Les époux X. justifient d'une mise en demeure le 24 février 2006.

Le bien a été livré le 11 mai 2006, comme cela a été indiqué précédemment, mais le procès-verbal comportait des réserves. Celles-ci, portées manuscritement, sont illisibles mais l'agent immobilier déclare n'avoir pu louer l'appartement qu'à compter du 24 juillet 2006 car « les anomalies ont gêné les candidats locataires qui se sont dirigés vers d'autres biens ». Il convient donc de retenir la date du 24 juillet 2006, comme les intimés le demandent, et non celle du 11 mai, retenue par le tribunal.

Les intimés ne peuvent donc prétendre être indemnisés que du 24 février au 24 juillet 2006, soit cinq mois de retard.

Ce retard est imputable à Sarthe Habitat qui s'était contractuellement engagé envers les époux X. sur la date du 31 décembre 2005 et qui est donc tenue de réparer le préjudice subi de ce fait dès lors qu'une mise en demeure lui a été adressée.

Sur la perte de loyers : il s'écoule un délai entre la mise en location d'un bien et la signature du bail, plus ou moins long selon les caractéristiques du bien loué et l'état du marché immobilier. Elle constitue donc une perte de chances, ce qu'admettent les intimés tout en réclamant une indemnisation des sept mois. L'agent immobilier ne fournit aucune précision sur l'attractivité du bien au regard notamment de son emplacement et des besoins du marché manceau à cette époque.

S'agissant d'un bien neuf, il convient de fixer la perte de chance à 75 %. Il sera donc alloué aux intimés la somme de 2.437,50 euros au titre de la perte de loyers.

Sur les intérêts intercalaires, le jugement qui a accueilli la demande (4.129,74 euros) sera infirmé puisque cette somme correspond à six mois d'après le document émanant du cabinet de gestion des époux X. Elle sera réduite au prorata à 3.441,45 euros.

Le montant des dommages-intérêts alloués à monsieur et madame X. s'élève dès lors à 5 878,95 euros.

 

3°) Sur les autres demandes :

Les dispositions du jugement relatives à l’article 700 du code de procédure civile et aux dépens seront confirmées.

Il convient d'allouer la somme de 2.000 euros aux intimés en application de l’article 700 du code de procédure civile en cause d'appel.

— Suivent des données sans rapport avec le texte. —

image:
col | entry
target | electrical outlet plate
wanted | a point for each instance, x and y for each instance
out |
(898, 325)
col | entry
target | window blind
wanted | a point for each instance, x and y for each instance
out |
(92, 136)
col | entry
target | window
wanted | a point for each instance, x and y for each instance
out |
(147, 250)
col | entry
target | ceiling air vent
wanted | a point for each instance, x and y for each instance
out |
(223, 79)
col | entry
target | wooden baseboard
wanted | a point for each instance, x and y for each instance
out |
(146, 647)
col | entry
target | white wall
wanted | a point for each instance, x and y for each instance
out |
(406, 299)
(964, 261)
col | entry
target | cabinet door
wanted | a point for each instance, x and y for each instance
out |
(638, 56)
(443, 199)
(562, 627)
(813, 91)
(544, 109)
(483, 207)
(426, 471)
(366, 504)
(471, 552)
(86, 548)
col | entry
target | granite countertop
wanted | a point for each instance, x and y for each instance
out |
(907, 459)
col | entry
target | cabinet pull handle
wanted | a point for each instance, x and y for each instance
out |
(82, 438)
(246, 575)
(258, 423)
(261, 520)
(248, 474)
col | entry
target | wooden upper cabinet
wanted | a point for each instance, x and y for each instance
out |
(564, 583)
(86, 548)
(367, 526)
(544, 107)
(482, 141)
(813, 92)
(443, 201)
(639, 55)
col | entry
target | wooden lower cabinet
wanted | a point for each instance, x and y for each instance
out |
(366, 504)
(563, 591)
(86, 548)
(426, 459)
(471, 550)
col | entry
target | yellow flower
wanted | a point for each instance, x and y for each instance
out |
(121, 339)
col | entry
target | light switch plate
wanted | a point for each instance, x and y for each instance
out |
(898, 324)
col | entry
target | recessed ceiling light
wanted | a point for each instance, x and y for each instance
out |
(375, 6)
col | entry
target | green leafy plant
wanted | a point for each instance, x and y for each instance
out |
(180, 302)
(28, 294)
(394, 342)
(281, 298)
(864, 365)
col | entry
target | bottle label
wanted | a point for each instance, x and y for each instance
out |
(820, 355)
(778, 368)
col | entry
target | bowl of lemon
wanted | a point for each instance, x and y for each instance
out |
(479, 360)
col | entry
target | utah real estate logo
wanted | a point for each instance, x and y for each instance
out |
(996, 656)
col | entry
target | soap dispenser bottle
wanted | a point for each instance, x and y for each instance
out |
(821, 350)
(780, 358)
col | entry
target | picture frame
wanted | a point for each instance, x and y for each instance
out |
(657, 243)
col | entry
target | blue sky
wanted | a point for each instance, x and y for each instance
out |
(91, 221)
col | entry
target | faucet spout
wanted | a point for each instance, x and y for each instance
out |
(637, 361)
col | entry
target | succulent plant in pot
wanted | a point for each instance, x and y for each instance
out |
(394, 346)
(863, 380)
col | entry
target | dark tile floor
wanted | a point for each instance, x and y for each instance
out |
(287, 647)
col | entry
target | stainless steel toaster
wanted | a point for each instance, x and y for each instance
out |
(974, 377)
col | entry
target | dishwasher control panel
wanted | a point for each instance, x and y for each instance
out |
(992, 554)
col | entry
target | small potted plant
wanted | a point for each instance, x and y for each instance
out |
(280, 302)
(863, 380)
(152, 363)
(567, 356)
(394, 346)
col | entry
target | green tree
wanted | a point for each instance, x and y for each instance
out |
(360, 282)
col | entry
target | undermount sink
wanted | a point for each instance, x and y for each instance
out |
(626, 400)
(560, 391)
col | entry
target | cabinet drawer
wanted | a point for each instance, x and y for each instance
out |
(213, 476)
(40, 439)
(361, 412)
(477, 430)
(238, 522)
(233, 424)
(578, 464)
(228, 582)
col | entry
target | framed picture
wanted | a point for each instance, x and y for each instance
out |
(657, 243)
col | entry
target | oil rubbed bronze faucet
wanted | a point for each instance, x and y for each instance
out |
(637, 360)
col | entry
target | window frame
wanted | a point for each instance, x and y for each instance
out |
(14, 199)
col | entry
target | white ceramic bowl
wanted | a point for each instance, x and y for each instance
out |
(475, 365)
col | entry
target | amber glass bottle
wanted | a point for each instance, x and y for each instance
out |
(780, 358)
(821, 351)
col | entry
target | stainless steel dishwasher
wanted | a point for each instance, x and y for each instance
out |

L'appelant qui succombe en ses prétentions sera débouté de sa demande à ce titre et condamné aux dépens d'appel.

 

DISPOSITIF (décision proprement dite)                             (N.B. : mention ne figurant pas sur l’original)

PAR CES MOTIFS :

Statuant publiquement et contradictoirement,

INFIRME partiellement le jugement déféré,

CONDAMNE Sarthe Habitat à payer à monsieur et madame X. la somme de 5 878,95 euros à titre de dommages-intérêts,

CONFIRME les autres dispositions du jugement,

Y ajoutant,

CONDAMNE Sarthe Habitat à payer à monsieur et madame X. la somme de 2 000 euros en application de l’article 700 du code de procédure civile en cause d'appel,

CONDAMNE Sarthe Habitat aux dépens d'appel qui seront recouvrés conformément à l’article 699 du code de procédure civile.